CubaPLUS Magazine

Cirilo Villaverde and His Journey in Search of National Identity

By Yahumila Hidalgo Ceruto Photos: José Tito Meriño
Dec 13, 2025
Cirilo Villaverde and His Journey in Search of National Identity

Cirilo Villaverde, born in San Diego de Núñez, Pinar del Río, was one of those intellectuals—a journalist, writer, founder of periodicals, and an independence patriot—who immersed themselves in the quest for the elements that constitute national identity. His work spanned from the descriptions of the mountains and caves of his native Pinar del Río to portraits of the streets and society of Havana in the first half of the 19th century.

Villaverde is a writer primarily known in Cuba for his novels, especially Cecilia Valdés. However, what is less known about this author is that he was also one of the pioneers of speleology in the country.

Loma del Ángel is a steep street in Havana, crowned at its summit by a church of the same celestial name. These are the very streets that serve as the setting for the love affair between Cecilia Valdés, a beautiful, poor, orphaned mestiza, and Leonardo de Gamboa, a young man of noble birth. This novel portrays colonial Cuba in the first half of the 19th century and the monstrous outcomes generated by slavery in the society of that era.

07-Cirilo-Villaverde4_4.jpg"Villaverde's magnum opus is a true compass, like Ariadne's thread guiding us to grasp the convulsing images of a society that was shaking and unsettled in search of its own identity," notes Salvador Bueno.

The book, whose definitive version was published in 1882 with the subtitle Loma del Ángel, has been adapted for musical theater and film. Currently, in front of the Church of El Ángel, there is a life-size statue of Cecilia Valdés, and a bust of her creator has been placed a few meters away.

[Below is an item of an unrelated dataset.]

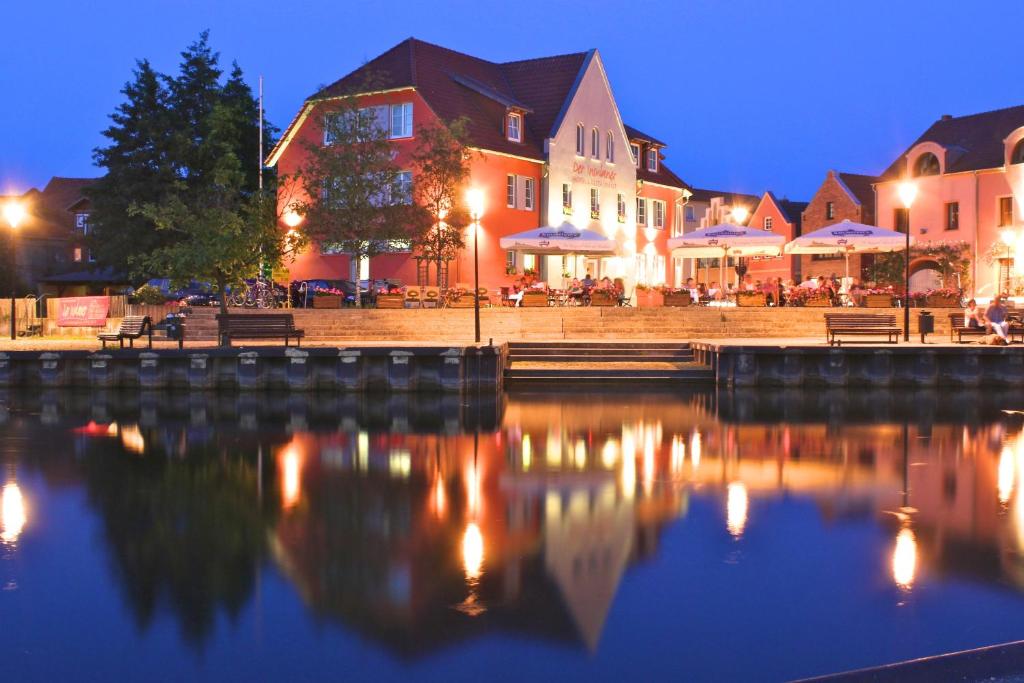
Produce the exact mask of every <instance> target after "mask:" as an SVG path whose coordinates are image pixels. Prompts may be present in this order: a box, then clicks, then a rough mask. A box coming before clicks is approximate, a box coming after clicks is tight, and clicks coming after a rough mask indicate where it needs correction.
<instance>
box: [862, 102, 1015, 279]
mask: <svg viewBox="0 0 1024 683" xmlns="http://www.w3.org/2000/svg"><path fill="white" fill-rule="evenodd" d="M904 181H908V182H912V183H913V184H914V185H915V186H916V189H918V195H916V199H915V201H914V202H913V204H912V205H911V207H910V210H909V216H907V212H906V210H905V209H904V208H903V203H902V202H901V201H900V196H899V186H900V183H901V182H904ZM876 207H877V213H876V217H877V219H878V224H879V225H880V226H882V227H888V228H894V229H900V230H903V229H906V226H907V222H909V229H910V233H911V234H912V236H913V237H914V238H915V239H916V240H918V241H919V242H927V241H933V242H958V241H965V242H967V243H968V244H969V245H970V246H971V260H972V272H971V279H972V283H973V286H972V287H970V288H968V289H969V291H971V292H973V293H974V294H976V295H978V296H983V297H984V296H991V295H992V294H995V293H998V292H1000V291H1004V290H1007V289H1009V290H1011V293H1015V292H1014V290H1016V289H1018V286H1019V284H1020V283H1021V282H1022V281H1021V274H1024V269H1022V268H1021V264H1022V263H1024V224H1022V222H1021V215H1022V209H1024V105H1020V106H1012V108H1009V109H1005V110H997V111H994V112H985V113H983V114H974V115H971V116H964V117H951V116H948V115H946V116H943V117H942V118H941V119H939V120H938V121H936V122H935V123H934V124H932V126H931V127H930V128H929V129H928V130H926V131H925V133H924V134H923V135H922V136H921V137H919V138H918V140H916V141H915V142H914V143H913V144H911V145H910V147H909V148H908V150H907V151H906V152H905V153H904V154H903V155H901V156H900V157H899V158H898V159H897V160H896V161H895V162H893V164H892V166H890V167H889V169H888V170H887V171H886V172H885V173H884V174H883V176H882V181H881V182H879V183H878V185H876ZM1002 249H1006V255H1005V256H1004V255H1002V253H1001V251H1002ZM1018 250H1021V253H1020V254H1019V255H1018ZM992 251H998V252H999V254H998V256H999V257H1001V258H998V257H997V258H995V260H991V261H990V259H989V258H986V254H989V253H991V252H992ZM933 265H934V263H932V262H929V261H927V260H926V259H919V260H918V262H911V264H910V269H911V273H912V274H911V289H912V290H914V289H924V288H926V287H928V286H930V285H931V282H929V281H930V280H933V279H934V272H933V271H932V266H933ZM947 285H949V283H947ZM1008 286H1009V287H1008Z"/></svg>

Villaverde and Cuban Nature

The writer's interest was also directed toward natural landscapes. He was an enthusiastic explorer who meticulously described his journeys through the caves and forests of the Pinar del Río mountains, which held scenic treasures that, until then, had scarcely any existing descriptions. In his book Excursión a Vueltabajo (Excursion to Vueltabajo), published between 1842 and 1848 as a serial, along with other texts in El Faro Industrial of Havana, he describes various sites in the Sierra del Rosario, near El Pan de Guajaibón, the highest elevation in western Cuba.

His notes on the caves of Los Portales, Vargas, and Cueva de Canillas are particularly noteworthy. Antonio Núñez Jiménez mentions these in his book Cuba Subterránea (Subterranean Cuba), recognizing Villaverde as a precursor of Cuban speleology. Excursión a Vuelta Abajo has served as a basis for establishing protected areas in Cuba, such as Mil Cumbres in Sierra del Rosario, Pinar del Río province, which has incorporated these descriptions into its management plans as a reference for the study and characterization of the area.

Cirilo's was an observant gaze, whose literary journeys were fundamentally guided by the search for the essence of what it means to be Cuban.